Why the best entrepreneurs think globally

A businessman walks on the esplanade of La Defense, in the financial and business district in La Defense, west of Paris.

Image:  REUTERS/Gonzalo Fuentes

Emma Luxton
Senior Writer , Forum Agenda

Being “Born Digital” isn’t enough anymore, the best entrepreneurs need to be “Born Global”, says author and research fellow at the MIT Sloan School of Management Michael Schrage.

In an article for the Harvard Business Review, Schrage explains that innovators in today’s world don’t “go global”, they start global.

“’Born Global’ is becoming the new ‘Born Digital’. Social media and digital platforms giving local start-ups global reach increasingly facilitate ‘born global’ start-ups,” he writes.

“The ‘two guys in a Silicon Valley garage’ paradigm is surrendering to cross-border collaborations between ‘two guys in a Noe Valley garage, three female coders in a Pune office park, and a machinist of indeterminate gender with a 3D printer cluster in Nanjing’.”

With globality integrated from the beginning, entrepreneurs are sourcing the best talent from across the world.

Schrage notes that people with ideas are becoming more “comfortable and confident acquiring essential talent and capital from around the world as they do from across the country.”

A start-up is no longer constrained by geological boundaries as cross-border collaborations allow new businesses to grow and develop.

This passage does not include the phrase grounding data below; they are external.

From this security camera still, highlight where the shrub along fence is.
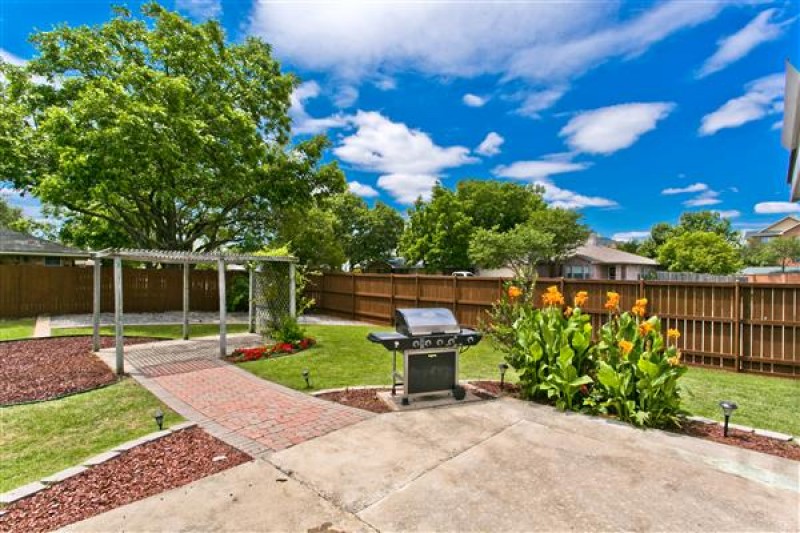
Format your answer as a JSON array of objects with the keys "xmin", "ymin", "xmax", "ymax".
[
  {"xmin": 0, "ymin": 264, "xmax": 240, "ymax": 318},
  {"xmin": 307, "ymin": 272, "xmax": 800, "ymax": 378}
]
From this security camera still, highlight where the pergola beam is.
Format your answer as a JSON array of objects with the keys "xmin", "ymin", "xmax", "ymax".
[
  {"xmin": 218, "ymin": 258, "xmax": 227, "ymax": 357},
  {"xmin": 92, "ymin": 259, "xmax": 101, "ymax": 352},
  {"xmin": 248, "ymin": 267, "xmax": 255, "ymax": 333},
  {"xmin": 113, "ymin": 256, "xmax": 124, "ymax": 375},
  {"xmin": 182, "ymin": 262, "xmax": 190, "ymax": 340}
]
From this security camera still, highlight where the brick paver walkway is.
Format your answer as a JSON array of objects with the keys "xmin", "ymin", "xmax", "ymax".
[{"xmin": 98, "ymin": 336, "xmax": 373, "ymax": 457}]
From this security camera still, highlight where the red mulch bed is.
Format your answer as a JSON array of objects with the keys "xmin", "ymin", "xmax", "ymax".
[
  {"xmin": 469, "ymin": 380, "xmax": 520, "ymax": 398},
  {"xmin": 0, "ymin": 427, "xmax": 251, "ymax": 532},
  {"xmin": 0, "ymin": 336, "xmax": 159, "ymax": 405},
  {"xmin": 316, "ymin": 388, "xmax": 393, "ymax": 414},
  {"xmin": 678, "ymin": 421, "xmax": 800, "ymax": 461}
]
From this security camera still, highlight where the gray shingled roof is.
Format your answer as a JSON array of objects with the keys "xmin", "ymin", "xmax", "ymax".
[
  {"xmin": 0, "ymin": 227, "xmax": 88, "ymax": 257},
  {"xmin": 574, "ymin": 244, "xmax": 658, "ymax": 266}
]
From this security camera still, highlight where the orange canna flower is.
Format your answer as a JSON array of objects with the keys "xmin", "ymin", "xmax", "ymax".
[
  {"xmin": 638, "ymin": 321, "xmax": 653, "ymax": 337},
  {"xmin": 564, "ymin": 306, "xmax": 574, "ymax": 318},
  {"xmin": 632, "ymin": 298, "xmax": 648, "ymax": 317},
  {"xmin": 541, "ymin": 285, "xmax": 565, "ymax": 307},
  {"xmin": 618, "ymin": 339, "xmax": 634, "ymax": 357},
  {"xmin": 573, "ymin": 291, "xmax": 589, "ymax": 308},
  {"xmin": 667, "ymin": 328, "xmax": 681, "ymax": 340},
  {"xmin": 604, "ymin": 291, "xmax": 620, "ymax": 312},
  {"xmin": 508, "ymin": 286, "xmax": 523, "ymax": 300}
]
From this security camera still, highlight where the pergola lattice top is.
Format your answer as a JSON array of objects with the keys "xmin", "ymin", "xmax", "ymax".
[{"xmin": 92, "ymin": 248, "xmax": 297, "ymax": 264}]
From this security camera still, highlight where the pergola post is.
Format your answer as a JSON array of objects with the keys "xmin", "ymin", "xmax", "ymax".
[
  {"xmin": 218, "ymin": 258, "xmax": 227, "ymax": 357},
  {"xmin": 182, "ymin": 262, "xmax": 190, "ymax": 340},
  {"xmin": 248, "ymin": 267, "xmax": 255, "ymax": 333},
  {"xmin": 289, "ymin": 262, "xmax": 297, "ymax": 318},
  {"xmin": 92, "ymin": 258, "xmax": 101, "ymax": 352},
  {"xmin": 113, "ymin": 256, "xmax": 124, "ymax": 375}
]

A global research survey found that “ecosystems have become more interconnected and start-up teams have become more international.” With 37% of all funding in the top 20 ecosystems having at least one investor from another ecosystem.

Employing the best talent is now a global hunt, with start-ups having on average 29% foreign employees. For Silicon Valley this proportion rises to 45%.

With digital tools such as Google, LinkedIn, Skype and Slack, communicating with people across the world is no longer a problem. Plus, they make organizing a global project faster, simpler and cheaper.

“These informal international innovation improvisations are less exception than expectation,” Schrage says.

The need for entrepreneurs to think globally has become so necessary that assessing an innovator’s GQ – Globality Quotient – has become a standard market test.

Schrage notes that: “Almost without exception, the most compelling innovators reflect and respect a ‘born global’ ethos.”